昭和の風林史(昭和五八年五月二十七日掲載分)

輸大の容態日増しに悪化

輸入大豆が思わぬ下げになりそうだ。精糖は相応の押し目待ち。小豆は臨終近い。

輸入大豆は月末に向かって下げのコースに入りつつある。

シカゴ期近の足取りが今一ツ下げ足りず、六㌦10あたりを窺っている。これは天候もさることながらPIKで高値に飛びついた玉の整理を必要とするトレンドである。

取り組みも減少を続け、この減少が止まり、再び増大する兆候が見えないことには六㌦そこそこまでの下値を洗いにいくかもしれない。天候が響いてくるのは来月中時分からである。

人気商品の精糖は制限値幅五円の営業日数の中にあり海外市況にナーバスな段階。証拠金の積み増しで以前ほどの手軽さはなくなったが、それでも動きが激しい魅力がある。

大局としては二二〇円が強気の第一目標。糖商筋の買い姿勢が続いている。

目先的には煎れ一巡して取り組み減少。S安のあとのS高という乱調子。トレンド上限抜けの危険ライン入りなど高値警戒のところにきている。

本間宗久伝には「買い気をはさみて売る事心得違いなり」と戒めているが、精糖は目先休養が必要で相応の下げが入ると思う。その下げは夏に向かっての暑い戦いの買い玉仕込み場だ。

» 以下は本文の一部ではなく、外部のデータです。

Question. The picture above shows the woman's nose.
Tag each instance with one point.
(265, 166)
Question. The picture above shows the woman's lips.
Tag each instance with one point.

ゴムは主力になる買いがない弱点を海外がどうサポートしていくかの相場。

下げ幅の半値返し先限の二五〇円あたりで、もう一度考えかたをチェックすればよかろう。

小豆は御臨終間際の容態。どこで息を引きとるかだけ。さすれば気配も急変して違った世の中になる。買い玉は息を殺して死んだふりをするしかない。

取り組みが漸増気味で商いも結構弾むあたり変化が接近しているようにも思うが、なにせ曲がっている小豆だから大きな口はたたけない。しかし腹据えて11限をまた強気していく。捲土重来を期すところ。

●編集部註
 風林火山は当たっている時よりも、曲がっている時の記述の方が面白いと以前から言われている。
 敗軍の将は兵を語らず―と、ことわざにあるが、相場の記事を書いてたつきとしているので語らければならない。風林火山自身、本当に〝語らず〟を実践して紙面を真っ白にした過去があるが、あれは掟破りであり、生涯に一度しか行っていない。
 成功譚は、ある意味誰でも書く事は出来る。失敗譚は書く人を選ぶ、まして評価されるとなれば、それは〝芸〟の領域だ。私見だが失敗譚、特に不味い食べ物について書ける文章家は筆力が高いと勝手に思っている。三島由紀夫の不味い食い物の話は天下一品だ。小泉武夫や北杜夫も素晴らしい。